Regardless of whether you are among the masses of Sharks fans calling for GM Doug Wilson’s removal, or part of the minority arguing he should stay, there is no denying the last 12-13 months in Sharks territory has been a drama filled s*%t show. Whether it be sound bites like “coworkers not teammates,” “not close enough,” “lashes out at people,” and “Doug should just shut his mouth,” or bizarre signings like the Mike Brown and John Scott contracts, or the reported disagreements between Wilson and now former head coach Todd McLellan, there has been too much drama surrounding this team.

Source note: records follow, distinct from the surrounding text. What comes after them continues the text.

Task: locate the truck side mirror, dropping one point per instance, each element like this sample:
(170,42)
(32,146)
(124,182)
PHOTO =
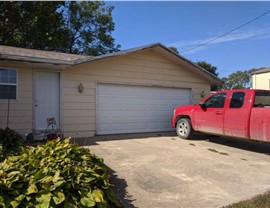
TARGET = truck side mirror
(202,105)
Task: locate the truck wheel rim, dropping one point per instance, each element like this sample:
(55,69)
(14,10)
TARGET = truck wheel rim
(183,129)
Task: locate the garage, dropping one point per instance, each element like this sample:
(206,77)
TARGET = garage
(134,109)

Said drama is the primary reason why yours truly doesn’t expect much of an improvement from the Sharks if Wilson remains in charge of this team. However, Wilson or no Wilson, there is one key young player that gives this Sharks team a glimmer of hope moving forward. Rookie center Chris Tierney finished the season on a terrific run as the third line center. The 20-year-old Ontario native finished with 14 points the Sharks’ final 18 games of the season. That equates to an average of .77 points per game, or in other words an 82 game pace of 63 points. Combined with Tierney’s responsible defensive play as a two way center, that would be an All Star level performance. Now obviously it is a stretch to expect Tierney to play a full season next year at such a torrid pace. However, the way he was playing down the stretch, a 43-45 point season would seem well within reason. And that level of production would give the Sharks a strong third line, something they have rarely featured the past four seasons without Joe Pavelski in that role. Pavelski has done nothing but shred competition in that spot and the Sharks have done more winning with him there than on the top line. For whatever reason though the organization prefers him on Thornton’s wing. With Tierney emerging though the Sharks finally look to have that third line center that can produce much needed depth scoring while Pavelski plays in the top six.

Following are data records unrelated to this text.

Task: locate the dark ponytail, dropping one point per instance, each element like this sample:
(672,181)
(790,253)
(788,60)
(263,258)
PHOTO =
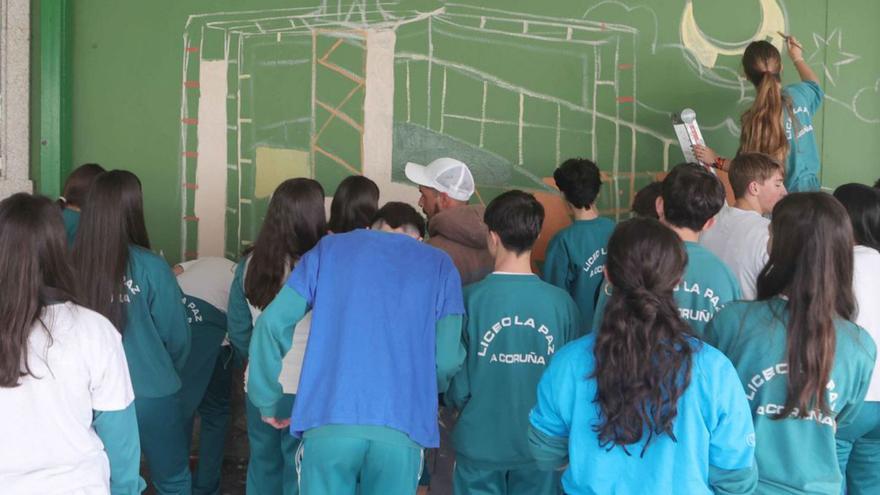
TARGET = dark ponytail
(643,355)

Not only did Tierney finish the season on a tear, but he demonstrated play-making abilities second to only Joe Thornton on the roster. His on ice vision and knowing where his linemates are is again second to only Thornton. He reads the game at a different level than most and the Sharks need that type of player on the lower lines. They have had a lot of quality depth players in recent years but no real catalyst to get the best out of said players. One of those guys was James Sheppard, who was a productive complementary player on a third or fourth line. The only problem was the Sharks asked too much out of him to be the primary producer on a third line, something he has never shown capable of at the NHL level. Tierney on the other hand can be the catalyst on a third line and be the main generator of lower line scoring. Among his 14 final points, nine of them were assists as he helped raise the level of play of his linemates. Matt Nieto in particular had a nice finish of six points in his final 12 games as Tierney’s left winger. While Tommy Wingels failed to score a goal in his final 11 games, the right wing fit in well with Tierney and Nieto as the trio made for arguably San Jose’s best line while fighting for a playoff spot.
Looking forward to next season THW colleague Drew Weber suggests that 2015-16 could be even worse than this past season, but yours truly doesn’t see it that way. Given what Tierney showed down the stretch, I fully expect this team to be better even with Wilson remaining as GM. If Wilson remains though there will still be too much drama and lack of unity behind the scenes. The disconnect between Wilson and the players will cause too many problems for them to have any significant playoff success. But regardless I certainly expect them back in the playoffs with Thornton, Couture, and Tierney down the middle 1, 2, 3. And if Wilson were to be shown the door, with moves to upgrade the defense and goaltending, well, then this Sharks team could be much, much better than this past season. They could very easily bounce back into serious contention with just a couple of smart moves.